Je suis (du verbe «suivre», hein, pas d’erreur !) depuis la sortie d’Ortie… c’est à dire que j’ai pris l’histoire en cours de route. Un groupe qui distribue avec autant de largesse sa musique et fait preuve de tant de générosité envers son public, c’est rare, donc ça interpelle. Après, fan d’électro, de rock, d’électro-rock, leur son ne pouvait que m’accrocher. Pourtant ce qui m’a littéralement fascinée, c’est leur univers. Parce que Thot, ce n’est pas que de la (bonne) musique, c’est aussi un visuel, des histoires. Chaque morceau a son identité, c’est un tout. Pourtant ils s’harmonisent parfaitement et forment un ensemble très cohérent dans , le nouvel album du groupe.

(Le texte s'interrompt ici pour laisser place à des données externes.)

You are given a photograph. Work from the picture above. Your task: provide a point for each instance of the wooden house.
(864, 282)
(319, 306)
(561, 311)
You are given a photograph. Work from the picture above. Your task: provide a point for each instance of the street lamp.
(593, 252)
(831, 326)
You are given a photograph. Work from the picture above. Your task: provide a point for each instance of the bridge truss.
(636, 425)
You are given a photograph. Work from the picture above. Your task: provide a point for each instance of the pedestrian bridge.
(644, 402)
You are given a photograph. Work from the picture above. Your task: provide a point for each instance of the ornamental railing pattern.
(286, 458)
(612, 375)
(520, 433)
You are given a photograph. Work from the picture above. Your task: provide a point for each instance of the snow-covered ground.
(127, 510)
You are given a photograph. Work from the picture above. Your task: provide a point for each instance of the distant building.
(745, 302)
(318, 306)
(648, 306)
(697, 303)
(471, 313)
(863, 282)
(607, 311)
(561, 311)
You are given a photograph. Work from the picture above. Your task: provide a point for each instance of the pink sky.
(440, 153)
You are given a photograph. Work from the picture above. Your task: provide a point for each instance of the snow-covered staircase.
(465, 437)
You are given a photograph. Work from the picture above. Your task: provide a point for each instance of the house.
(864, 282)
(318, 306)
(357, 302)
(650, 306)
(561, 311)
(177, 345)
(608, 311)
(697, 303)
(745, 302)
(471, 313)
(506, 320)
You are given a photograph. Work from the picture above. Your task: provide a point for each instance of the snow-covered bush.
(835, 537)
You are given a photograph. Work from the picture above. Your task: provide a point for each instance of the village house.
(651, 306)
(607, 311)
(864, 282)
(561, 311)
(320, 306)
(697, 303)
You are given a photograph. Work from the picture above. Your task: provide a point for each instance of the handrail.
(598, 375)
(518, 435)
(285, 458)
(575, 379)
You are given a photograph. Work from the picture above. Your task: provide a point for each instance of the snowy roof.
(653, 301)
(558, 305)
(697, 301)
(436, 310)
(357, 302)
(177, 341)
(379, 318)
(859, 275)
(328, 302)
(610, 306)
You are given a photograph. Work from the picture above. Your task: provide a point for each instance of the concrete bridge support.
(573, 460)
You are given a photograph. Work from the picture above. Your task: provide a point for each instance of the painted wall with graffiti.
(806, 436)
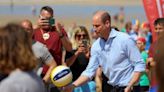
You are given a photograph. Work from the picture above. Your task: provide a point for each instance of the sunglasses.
(80, 35)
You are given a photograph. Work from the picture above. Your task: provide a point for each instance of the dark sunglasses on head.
(80, 35)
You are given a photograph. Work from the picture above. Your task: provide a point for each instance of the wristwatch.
(73, 86)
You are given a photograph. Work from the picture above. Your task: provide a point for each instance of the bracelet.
(73, 86)
(61, 36)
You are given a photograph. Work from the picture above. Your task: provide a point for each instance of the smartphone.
(85, 42)
(52, 21)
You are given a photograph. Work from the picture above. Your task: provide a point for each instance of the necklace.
(45, 36)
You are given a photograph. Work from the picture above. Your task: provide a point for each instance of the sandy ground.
(67, 22)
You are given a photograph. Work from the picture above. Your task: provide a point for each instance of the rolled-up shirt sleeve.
(92, 65)
(134, 55)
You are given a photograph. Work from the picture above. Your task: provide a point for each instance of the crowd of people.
(103, 59)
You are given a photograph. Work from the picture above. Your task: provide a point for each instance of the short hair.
(16, 49)
(159, 21)
(159, 57)
(105, 16)
(47, 8)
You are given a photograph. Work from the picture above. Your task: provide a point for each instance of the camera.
(85, 43)
(52, 21)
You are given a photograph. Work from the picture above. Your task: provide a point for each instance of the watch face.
(46, 36)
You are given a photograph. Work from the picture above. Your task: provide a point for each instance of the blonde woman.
(18, 61)
(78, 58)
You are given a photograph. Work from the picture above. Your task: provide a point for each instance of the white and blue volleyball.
(61, 76)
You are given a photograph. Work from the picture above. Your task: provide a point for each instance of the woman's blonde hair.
(77, 30)
(15, 49)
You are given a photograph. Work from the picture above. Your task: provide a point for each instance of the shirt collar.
(113, 34)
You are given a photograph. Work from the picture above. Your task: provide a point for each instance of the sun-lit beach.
(66, 21)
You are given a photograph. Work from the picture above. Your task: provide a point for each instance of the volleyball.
(61, 76)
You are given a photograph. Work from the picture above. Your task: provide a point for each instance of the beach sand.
(67, 22)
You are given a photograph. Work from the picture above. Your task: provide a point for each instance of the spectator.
(54, 37)
(18, 61)
(79, 57)
(144, 80)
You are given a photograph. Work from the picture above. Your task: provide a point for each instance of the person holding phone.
(52, 35)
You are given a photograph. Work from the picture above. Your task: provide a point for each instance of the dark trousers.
(111, 88)
(108, 88)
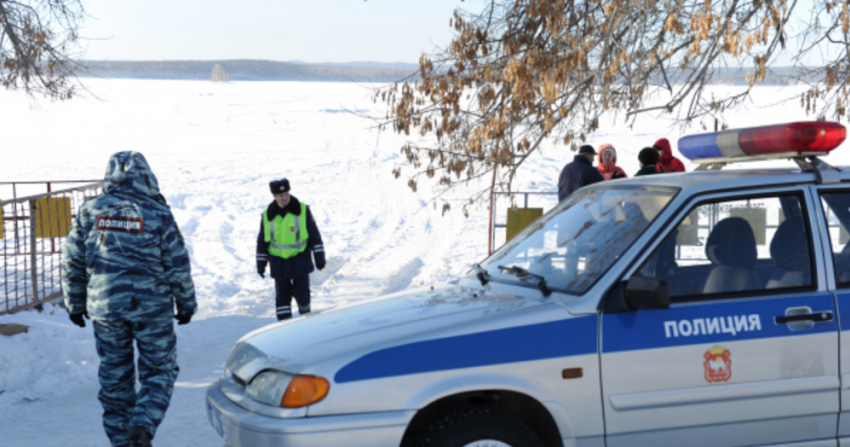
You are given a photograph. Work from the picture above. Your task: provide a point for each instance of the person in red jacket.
(666, 161)
(607, 166)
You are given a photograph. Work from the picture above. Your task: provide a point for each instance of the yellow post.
(519, 218)
(53, 217)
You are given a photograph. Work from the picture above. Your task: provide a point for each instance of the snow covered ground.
(214, 148)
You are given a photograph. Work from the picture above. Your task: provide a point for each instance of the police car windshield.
(574, 244)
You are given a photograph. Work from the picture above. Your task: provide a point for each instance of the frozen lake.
(214, 148)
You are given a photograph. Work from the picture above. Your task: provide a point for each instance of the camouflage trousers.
(122, 406)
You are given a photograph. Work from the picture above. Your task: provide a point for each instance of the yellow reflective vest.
(287, 235)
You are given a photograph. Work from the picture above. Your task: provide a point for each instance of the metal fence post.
(33, 250)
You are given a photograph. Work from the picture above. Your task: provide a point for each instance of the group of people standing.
(657, 159)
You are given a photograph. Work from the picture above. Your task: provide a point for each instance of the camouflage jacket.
(125, 258)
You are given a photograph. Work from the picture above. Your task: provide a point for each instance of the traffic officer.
(290, 240)
(126, 267)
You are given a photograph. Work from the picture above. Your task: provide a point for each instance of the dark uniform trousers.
(286, 289)
(122, 406)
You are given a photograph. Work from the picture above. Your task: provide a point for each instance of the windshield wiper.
(527, 276)
(482, 275)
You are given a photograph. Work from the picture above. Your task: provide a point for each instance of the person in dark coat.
(608, 163)
(289, 240)
(648, 158)
(580, 172)
(126, 267)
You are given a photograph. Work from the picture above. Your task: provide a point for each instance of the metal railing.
(32, 236)
(494, 225)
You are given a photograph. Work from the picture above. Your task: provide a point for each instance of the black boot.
(139, 437)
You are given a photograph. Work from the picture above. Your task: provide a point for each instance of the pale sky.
(280, 30)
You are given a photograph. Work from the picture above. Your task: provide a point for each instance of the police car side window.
(836, 205)
(737, 247)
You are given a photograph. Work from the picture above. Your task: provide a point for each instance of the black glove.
(78, 319)
(183, 318)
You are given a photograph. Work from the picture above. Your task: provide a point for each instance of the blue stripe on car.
(645, 329)
(563, 338)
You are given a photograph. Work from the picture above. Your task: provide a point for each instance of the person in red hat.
(607, 166)
(666, 161)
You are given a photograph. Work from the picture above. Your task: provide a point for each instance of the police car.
(698, 309)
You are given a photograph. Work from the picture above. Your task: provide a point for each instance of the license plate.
(215, 419)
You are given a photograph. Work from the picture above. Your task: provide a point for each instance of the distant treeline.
(263, 70)
(243, 70)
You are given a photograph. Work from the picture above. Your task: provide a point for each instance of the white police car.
(698, 309)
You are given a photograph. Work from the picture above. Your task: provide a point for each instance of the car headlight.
(285, 390)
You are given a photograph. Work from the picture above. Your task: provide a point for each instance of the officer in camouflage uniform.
(126, 267)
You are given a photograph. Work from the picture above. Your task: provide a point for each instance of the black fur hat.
(279, 186)
(648, 156)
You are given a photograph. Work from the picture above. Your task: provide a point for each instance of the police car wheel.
(478, 427)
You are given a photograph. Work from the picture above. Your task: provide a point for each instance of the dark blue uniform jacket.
(575, 175)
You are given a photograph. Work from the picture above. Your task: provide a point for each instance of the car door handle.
(817, 317)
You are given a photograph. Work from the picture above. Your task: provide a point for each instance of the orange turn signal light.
(305, 390)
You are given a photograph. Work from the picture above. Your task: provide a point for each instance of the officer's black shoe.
(139, 437)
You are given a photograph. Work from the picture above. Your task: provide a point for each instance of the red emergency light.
(782, 140)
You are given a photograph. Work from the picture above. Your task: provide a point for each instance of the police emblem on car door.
(745, 285)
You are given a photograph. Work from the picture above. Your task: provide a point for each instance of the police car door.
(835, 215)
(746, 354)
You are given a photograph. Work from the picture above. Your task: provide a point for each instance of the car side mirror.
(647, 293)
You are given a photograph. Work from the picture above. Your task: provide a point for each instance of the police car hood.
(129, 173)
(337, 336)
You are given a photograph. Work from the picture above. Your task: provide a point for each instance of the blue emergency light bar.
(790, 140)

Dans les distorsions électroniques et les riffs de guitares, la musique de Thot prend vit, elle palpite, elle existe. Vegetal Noise, c’est ainsi qu’ils définissent leur son. On pourrait réduire ça à du simple marketing, mais ce serait une erreur parce que c’est la meilleure définition du son original, orgnique, de Thot.
Quand j’ai écouté pour la première fois Obscured By The Wind, j’ai surtout ressenti beaucoup d’émotions. Alors attention, on ne parle pas de musique genre petite berceuse avant d’aller faire dodo, donc plutôt fortes, les émotions. Mais pas que. Les morceaux s’enchaînent oscillant entre violence et douceur, mêlant les influences et des sonorités parfois inattendues comme le gospel ou le raï.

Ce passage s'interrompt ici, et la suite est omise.